Rena parked her car in front of a fading, blue two-story walk-up. They trudged up the stairs and into Rena's tiny apartment. Rena flopped down on the couch while Ash surveyed the room. Rena had always been immaculate, and Ash viewed the dust that was covering her bookshelf and kitchenette table, and the dishes slowly molding in the sink with dismay. He looked again at Rena who favored him with a wan, tired smile.
"I bet you're wondering why I'd call you back into Hell. Believe me, if there was any other way..."
"I'd do anything for you, you know that. What's wrong?" Ash said.
"Man trouble. You know I always lost my head when there was a man involved." Ash looked at Rena again and wondered if she was being abused or if this man had gotten Rena to use drugs. He seethed silently as he plotted terrible revenge at this thing who'd hurt Rena.
"Oh, it's not what you think. He hasn't really hurt me, just changed me. Part of me likes the change, the part that doesn't reached out to you"
Tears overflowed Ash's eyes and slid down his cheek. "Rena, what has he done to you? Who is this man? Why didn't you write me sooner?"
"I didn't want to worry you. You'll meet him soon enough."
"What do you mean, did you tell him I was coming? Who is he?"
"I didn't have to tell him. He'll smell you, he'll come because of you," Rena said, her face transformed from tired into something crafty, something greedy.
"Oh, Ash. Because of you he'll love me again. Get some sleep." Rena turned out the light in the living room and retired to her own small bedroom. Ash lay on the couch, head resting on his arm, and soon fell prey to troubling dreams.

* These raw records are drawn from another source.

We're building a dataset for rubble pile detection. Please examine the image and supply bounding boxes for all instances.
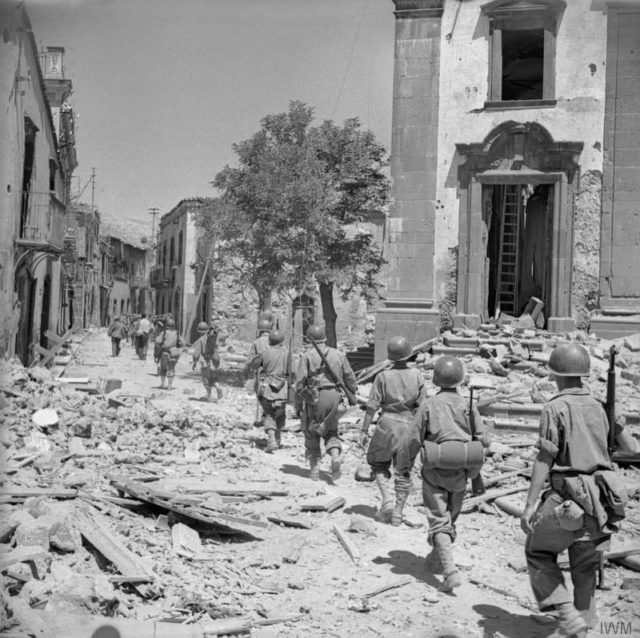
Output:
[0,325,640,636]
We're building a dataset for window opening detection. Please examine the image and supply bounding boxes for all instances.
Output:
[502,29,544,101]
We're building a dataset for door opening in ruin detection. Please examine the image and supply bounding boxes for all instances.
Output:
[483,184,553,327]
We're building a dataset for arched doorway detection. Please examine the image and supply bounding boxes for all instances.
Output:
[40,275,51,348]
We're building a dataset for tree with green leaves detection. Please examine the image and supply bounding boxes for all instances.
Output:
[213,101,389,345]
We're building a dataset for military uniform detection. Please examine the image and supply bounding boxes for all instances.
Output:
[193,330,220,399]
[412,390,484,545]
[155,327,183,388]
[296,343,357,459]
[525,388,625,625]
[253,344,289,446]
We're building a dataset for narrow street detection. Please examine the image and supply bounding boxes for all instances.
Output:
[3,330,638,638]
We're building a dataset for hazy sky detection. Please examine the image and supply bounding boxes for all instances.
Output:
[27,0,394,230]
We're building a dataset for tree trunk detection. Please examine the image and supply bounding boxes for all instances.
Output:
[258,288,273,312]
[320,281,338,348]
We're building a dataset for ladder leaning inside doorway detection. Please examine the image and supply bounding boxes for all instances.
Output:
[496,184,522,317]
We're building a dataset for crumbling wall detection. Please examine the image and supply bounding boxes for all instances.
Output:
[438,246,458,330]
[571,170,602,328]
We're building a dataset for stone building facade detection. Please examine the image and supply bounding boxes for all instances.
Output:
[376,0,640,358]
[0,2,77,364]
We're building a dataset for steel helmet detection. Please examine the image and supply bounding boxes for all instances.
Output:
[269,330,284,346]
[387,337,413,361]
[433,355,464,388]
[549,343,591,377]
[258,319,271,332]
[307,325,327,343]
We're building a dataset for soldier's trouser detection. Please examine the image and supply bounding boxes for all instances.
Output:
[525,491,610,611]
[422,469,466,545]
[367,413,413,489]
[200,363,217,389]
[302,388,342,459]
[160,352,178,377]
[258,397,286,432]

Rena was gone when Ash awoke the next morning. She left a note telling him to make himself breakfast and giving him the time of her return. Ash spent the day cleaning Rena's apartment. He'd always hated cleaning, and was not especially tidy, however, returning Rena's living space to its usual shine gave him a small degree of comfort. Dusk found Ash planted in front of Rena's television, one antenna augmented by a wire hanger, its picture covered in snow. Shortly after twilight a glamorous Rena returned. Ash was used to Rena wearing little to no make-up. The woman who swept in was a compendium of powder, lipstick, eye shadow and mascara. The make- up hid the dark circles and discolorations. Her hair was piled on top of her hair in an elaborate coif. She looked lovely, but altogether alien.

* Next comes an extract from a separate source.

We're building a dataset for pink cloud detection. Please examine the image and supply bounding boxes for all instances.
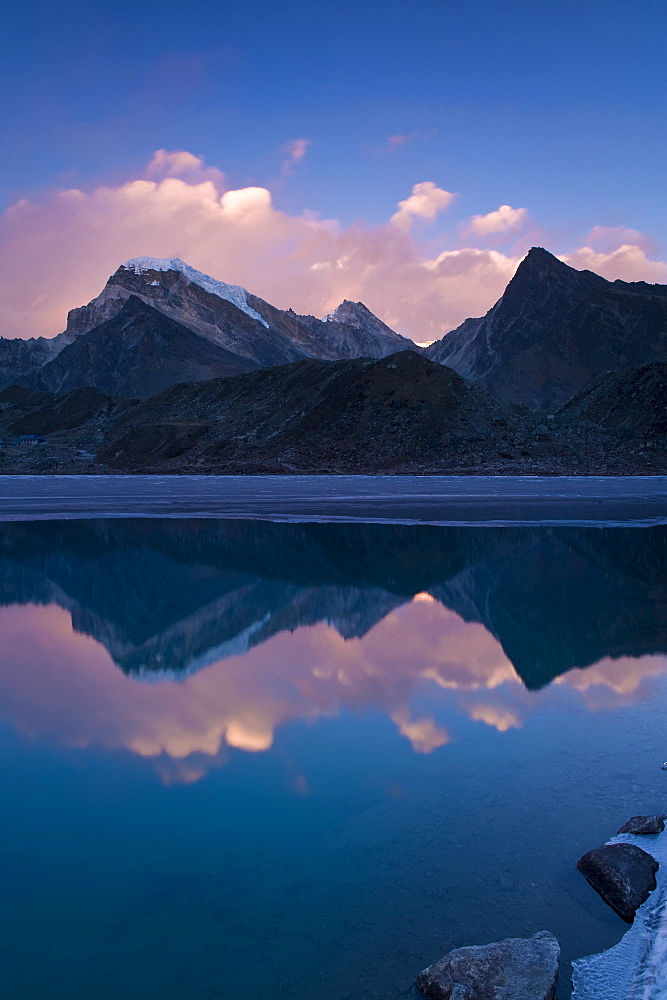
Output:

"Oh Ash," she vocalized in a singsong fashion, "He's coming tonight, I can just feel it." Her eyes were nearly glowing with anticipation. Ash, happy to see some spark return to Rena was nevertheless concerned. She never wore make-up, nor did she allow a man's attentions to determine her happiness. Ash attempted to say something about Rena's perplexing behavior when the doorbell rang.
"It must be him," Rena gushed, giddy as a schoolgirl. Before she could run to the door, it was flung open dramatically. In the doorway stood a breathtakingly beautiful man. He was tall, well over six feet, lithe and agile, he reminded one of a jungle cat. His ebony skin glistened in the incandescent light, his generous lips parted just enough to display shockingly white teeth. Rena stood transfixed, reverent, Ash half-expected her to genuflect before this dark god. He looked past Rena at Ash, Ash could almost feel his gaze travelling over his skin, quantifying, analyzing, memorizing. Finally he spoke, looking down at Rena with something approaching affection.
"You are right beloved. He is magnificent," then, "Pardon my rudeness. I am known as Mercutio. You both shall be my guests to a party this evening."
Mercutio looked down at Ash and frowned.
"We shall have to find something appropriate for you to wear," he said to Ash imperiously. Ash was stuck silent by Mercutio's presence. Despite his earlier anger at a man who could reduce Rena into a shadow of the woman she once was, Ash wanted to do anything to make this man happy. Ash noticed his change in attitude, was sickened by it, but felt powerless to rebel against it. Rena was right, there was something special about him.
Mercutio smiled once more. "Come, my limo awaits, and we have many things to discuss before the party". Ash followed along seemingly without volition.